Por se tratar de um movimento sem orientação clara, o risco é a mobilização se virar contra a própria política e, consequentemente, contra a democracia e alguns valores que lhe são essenciais.
Esses elementos estiveram presentes desde o início na ideia de que é preciso parar a cidade para se fazer ouvir, ganharam tons preocupantes quando os manifestantes se recusaram a negociar com a polícia e nas várias vezes em que a imprensa foi hostilizada. Não se aperfeiçoa a democracia no grito.
Mas, apesar dos riscos, o fato é que não se viu por aqui uma mobilização como essa nos últimos 20 anos. A novidade pode trazer bons frutos, sobretudo quando entendermos as causas e consequências do que está em curso.
É peculiar a tal geração Facebook colocar 1 milhão de pessoas nas ruas sem uma reivindicação concreta. A explicação para esse sentimento de insatisfação sem dúvida passa por problemas conhecidos: a péssima qualidade da saúde, segurança, educação, transporte etc.
Mas uma peculiaridade da democracia brasileira talvez ajude a entender o perigoso flerte com esse ódio à política.
Temos no Brasil eleições transparentes, instituições independentes e liberdade de imprensa. No campo dos princípios, porém, todos os partidos relevantes se misturam na mesma sopa ideológica. À falta de ideias e valores, o debate se restringe ao marketing e a etéreas diferenças de gestão --o que, somado à corrupção reinante, transforma nossa política em politicagem.
Nessa degradação talvez esteja uma parte da explicação para um movimento que começou organizado por um grupo de esquerda e na última quinta-feira tinha entre seus participantes, segundo o Datafolha, 61% de liberais ou extremos liberais.
A indefinição faz com que seja muito difícil prever as consequências dos protestos para o jogo político. Em breve a agitação diminuirá (os que são tão sábios e tão jovens, dizem, não duram muito tempo). Restará então a tentativa natural e desejável das forças políticas se apropriarem da novidade.
A primeira iniciativa foi posta em curso na semana passada pelo PT. Mas parece que nem o pronunciamento de Dilma Rousseff foi suficiente para reverter a imagem de um partido e de uma presidente acuados, nem as medidas requentadas satisfizeram quem estava nas ruas.
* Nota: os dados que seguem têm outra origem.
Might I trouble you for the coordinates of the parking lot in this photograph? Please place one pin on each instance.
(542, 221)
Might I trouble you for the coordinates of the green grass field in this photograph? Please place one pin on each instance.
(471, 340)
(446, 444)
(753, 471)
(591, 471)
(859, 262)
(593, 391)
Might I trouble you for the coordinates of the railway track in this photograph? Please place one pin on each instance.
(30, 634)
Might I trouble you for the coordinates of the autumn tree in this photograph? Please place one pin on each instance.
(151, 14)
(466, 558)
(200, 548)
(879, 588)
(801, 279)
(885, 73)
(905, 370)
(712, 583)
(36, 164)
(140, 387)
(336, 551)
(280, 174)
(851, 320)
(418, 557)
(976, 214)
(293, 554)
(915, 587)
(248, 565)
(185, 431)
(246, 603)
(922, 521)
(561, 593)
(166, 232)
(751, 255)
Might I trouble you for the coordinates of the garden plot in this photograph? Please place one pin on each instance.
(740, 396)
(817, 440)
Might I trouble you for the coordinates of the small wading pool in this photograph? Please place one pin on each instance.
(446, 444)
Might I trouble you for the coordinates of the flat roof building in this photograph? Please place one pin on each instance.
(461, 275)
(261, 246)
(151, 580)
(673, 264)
Resta saber qual será o caminho das outras forças políticas. O Datafolha mostrou que os dois "candidatos" preferidos dos manifestantes eram Joaquim Barbosa e Marina Silva. Marina já apareceu em entrevista nesta Folha tentando reivindicar seu legado. É verdade que ela vem construindo sua imagem em cima de uma negação inespecífica da política, sempre se colocando acima do jogo partidário, mas isso é ruim e irresponsável: Marina Silva é um político como qualquer outro e, quando ela nega esse fato, quem sofre é a própria democracia.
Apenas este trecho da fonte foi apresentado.